An anti-snagging and anti-pilling fabric with a connecting layer and a preparation method thereof

Technical field

The invention relates to a fabric and a preparation method thereof, and belongs to the field of textile technology.

Background technique

Knitted air layer fabric is fluffy, wide, soft, elastic and comfortable. It is one of the most popular fabrics in recent years and is often used in autumn and winter coats, sweatshirts and sweatpants. There is no connection between the air layer tissue and the plain knit tissue on its front and back sides, and tucks are woven on the dial and cylinder at the same time. The tucks fill the air layer formed on the front and back, making the fabric thick and fluffy.
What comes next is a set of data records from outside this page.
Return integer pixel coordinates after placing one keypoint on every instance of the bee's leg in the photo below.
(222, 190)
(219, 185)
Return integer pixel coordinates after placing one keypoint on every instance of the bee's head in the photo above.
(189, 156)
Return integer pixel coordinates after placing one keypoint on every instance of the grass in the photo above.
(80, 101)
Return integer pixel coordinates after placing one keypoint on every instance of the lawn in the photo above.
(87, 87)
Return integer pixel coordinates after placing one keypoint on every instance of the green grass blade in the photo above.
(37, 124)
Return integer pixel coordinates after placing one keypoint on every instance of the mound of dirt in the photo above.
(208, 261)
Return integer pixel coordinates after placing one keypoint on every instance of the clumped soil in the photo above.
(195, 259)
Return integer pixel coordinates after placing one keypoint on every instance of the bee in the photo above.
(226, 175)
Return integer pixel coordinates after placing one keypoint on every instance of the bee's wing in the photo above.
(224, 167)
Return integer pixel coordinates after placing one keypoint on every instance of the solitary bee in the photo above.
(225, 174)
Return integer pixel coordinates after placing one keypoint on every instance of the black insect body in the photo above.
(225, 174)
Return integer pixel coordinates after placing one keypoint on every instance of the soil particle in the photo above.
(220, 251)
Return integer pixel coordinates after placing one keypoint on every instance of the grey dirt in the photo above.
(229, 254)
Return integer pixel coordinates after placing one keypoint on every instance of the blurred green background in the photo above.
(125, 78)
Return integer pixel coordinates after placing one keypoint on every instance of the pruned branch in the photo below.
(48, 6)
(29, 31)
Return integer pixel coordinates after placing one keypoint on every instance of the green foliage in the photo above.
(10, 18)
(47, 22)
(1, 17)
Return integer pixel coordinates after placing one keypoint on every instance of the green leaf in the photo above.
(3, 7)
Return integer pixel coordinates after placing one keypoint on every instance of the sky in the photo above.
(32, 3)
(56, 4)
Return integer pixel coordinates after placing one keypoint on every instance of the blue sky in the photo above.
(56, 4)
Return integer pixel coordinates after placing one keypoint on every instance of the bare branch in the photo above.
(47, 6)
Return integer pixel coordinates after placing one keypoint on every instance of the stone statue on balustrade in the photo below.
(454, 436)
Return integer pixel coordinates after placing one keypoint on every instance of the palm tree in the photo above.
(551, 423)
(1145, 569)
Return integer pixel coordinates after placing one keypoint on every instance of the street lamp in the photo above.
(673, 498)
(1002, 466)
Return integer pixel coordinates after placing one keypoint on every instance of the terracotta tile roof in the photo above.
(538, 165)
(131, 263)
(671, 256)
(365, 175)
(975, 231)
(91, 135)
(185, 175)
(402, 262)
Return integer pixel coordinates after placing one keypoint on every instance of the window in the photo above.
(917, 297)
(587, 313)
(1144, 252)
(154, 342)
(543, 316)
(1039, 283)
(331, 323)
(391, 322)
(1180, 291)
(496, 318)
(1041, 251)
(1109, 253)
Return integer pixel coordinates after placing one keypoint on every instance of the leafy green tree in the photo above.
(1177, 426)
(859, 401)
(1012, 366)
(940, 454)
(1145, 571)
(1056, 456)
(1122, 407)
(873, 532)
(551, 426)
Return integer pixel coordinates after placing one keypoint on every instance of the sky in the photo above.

However, after long-term wear and friction, pilling and snagging are easy to occur, which is a pain point of this fabric. Currently commonly used solutions are: first, using anti-slip finishing agents to reduce the slip of polyester filaments, but the effect is not obvious. At the same time, the use of softeners in the post-finishing stage is highly restricted, resulting in a greater sacrifice in the feel of the finished product; the second is to target Treating the hairiness on the surface of the fabric can improve the pilling phenomenon to a certain extent, but there is no obvious improvement in the snagging phenomenon.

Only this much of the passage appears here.